Island Health has added two additional long-term care beds at Eagle Ridge Manor and increased services and residential capacity in the Port Hardy community by 10 per cent to better support seniors requiring long-term care. Action has been taken to expand sobering, assessment and sheltering services currently offered by the Salvation Army, an Island Health contracted services provider.
The health authority says that as a result of its recruiting efforts, 18 candidates have accepted job offers in the North Vancouver Island region, including two nurses who have chosen to relocate from outside the North Vancouver Island region and will be starting work in the coming weeks.

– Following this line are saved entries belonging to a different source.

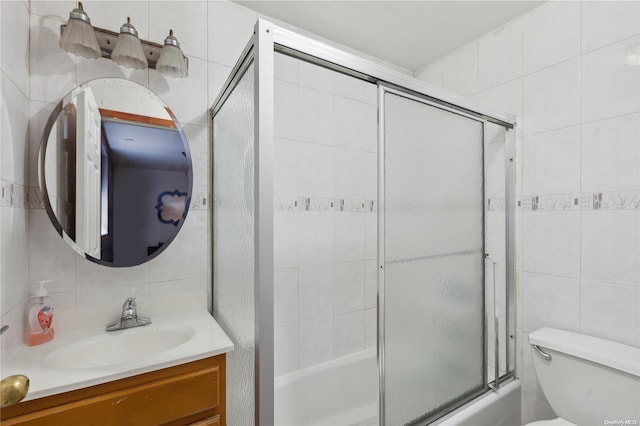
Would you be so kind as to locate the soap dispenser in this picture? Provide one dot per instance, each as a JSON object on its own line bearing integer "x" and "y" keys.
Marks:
{"x": 40, "y": 317}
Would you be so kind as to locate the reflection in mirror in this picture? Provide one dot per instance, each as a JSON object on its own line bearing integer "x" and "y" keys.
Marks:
{"x": 115, "y": 172}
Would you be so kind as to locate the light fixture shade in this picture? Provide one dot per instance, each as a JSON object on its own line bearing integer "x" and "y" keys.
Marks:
{"x": 78, "y": 37}
{"x": 172, "y": 62}
{"x": 128, "y": 49}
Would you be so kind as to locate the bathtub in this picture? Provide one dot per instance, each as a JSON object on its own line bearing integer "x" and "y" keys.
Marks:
{"x": 344, "y": 392}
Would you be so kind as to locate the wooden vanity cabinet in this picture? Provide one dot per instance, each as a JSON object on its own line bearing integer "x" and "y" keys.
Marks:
{"x": 187, "y": 394}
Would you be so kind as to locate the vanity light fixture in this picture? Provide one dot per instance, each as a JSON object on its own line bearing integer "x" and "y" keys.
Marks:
{"x": 128, "y": 50}
{"x": 78, "y": 37}
{"x": 172, "y": 61}
{"x": 125, "y": 48}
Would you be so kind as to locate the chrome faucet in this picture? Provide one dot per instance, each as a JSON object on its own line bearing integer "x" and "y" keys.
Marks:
{"x": 129, "y": 318}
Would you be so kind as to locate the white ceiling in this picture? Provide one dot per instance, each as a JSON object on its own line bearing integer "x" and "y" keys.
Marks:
{"x": 409, "y": 34}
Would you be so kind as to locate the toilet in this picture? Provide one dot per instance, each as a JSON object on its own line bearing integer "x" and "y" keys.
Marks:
{"x": 587, "y": 381}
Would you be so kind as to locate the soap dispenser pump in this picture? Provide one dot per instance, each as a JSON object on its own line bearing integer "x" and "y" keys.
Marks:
{"x": 40, "y": 316}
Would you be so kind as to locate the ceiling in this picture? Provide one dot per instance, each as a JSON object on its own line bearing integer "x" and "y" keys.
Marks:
{"x": 409, "y": 34}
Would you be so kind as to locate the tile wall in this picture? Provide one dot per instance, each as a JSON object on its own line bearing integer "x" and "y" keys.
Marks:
{"x": 570, "y": 72}
{"x": 325, "y": 215}
{"x": 36, "y": 74}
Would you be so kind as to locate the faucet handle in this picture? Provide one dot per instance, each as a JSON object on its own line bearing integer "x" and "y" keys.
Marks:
{"x": 130, "y": 303}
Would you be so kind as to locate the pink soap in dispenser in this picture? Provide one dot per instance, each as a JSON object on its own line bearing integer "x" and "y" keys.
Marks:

A quick breakdown, according to Island Health:
- Three Registered Nurses/Registered Psychiatric Nurses hired (currently engaged and working 12 qualified candidates through recruitment and selection process, including five in the interview stage);
- One Licensed Practical Nurse hired and two in the interview stage;
- One community professional hired into home care and public health (Five qualified candidates in the interview and offer stages);
- Seven support staff hired (includes ambassadors, nursing assistants and health care support workers);
- One Protection Services Officer hired (currently engaged and working four candidates through recruitment and selection process including one in the offer stage); and
- Two full time and two casual Inter-facility Porters for dedicated shuttle service hired (offers extended for two additional positions).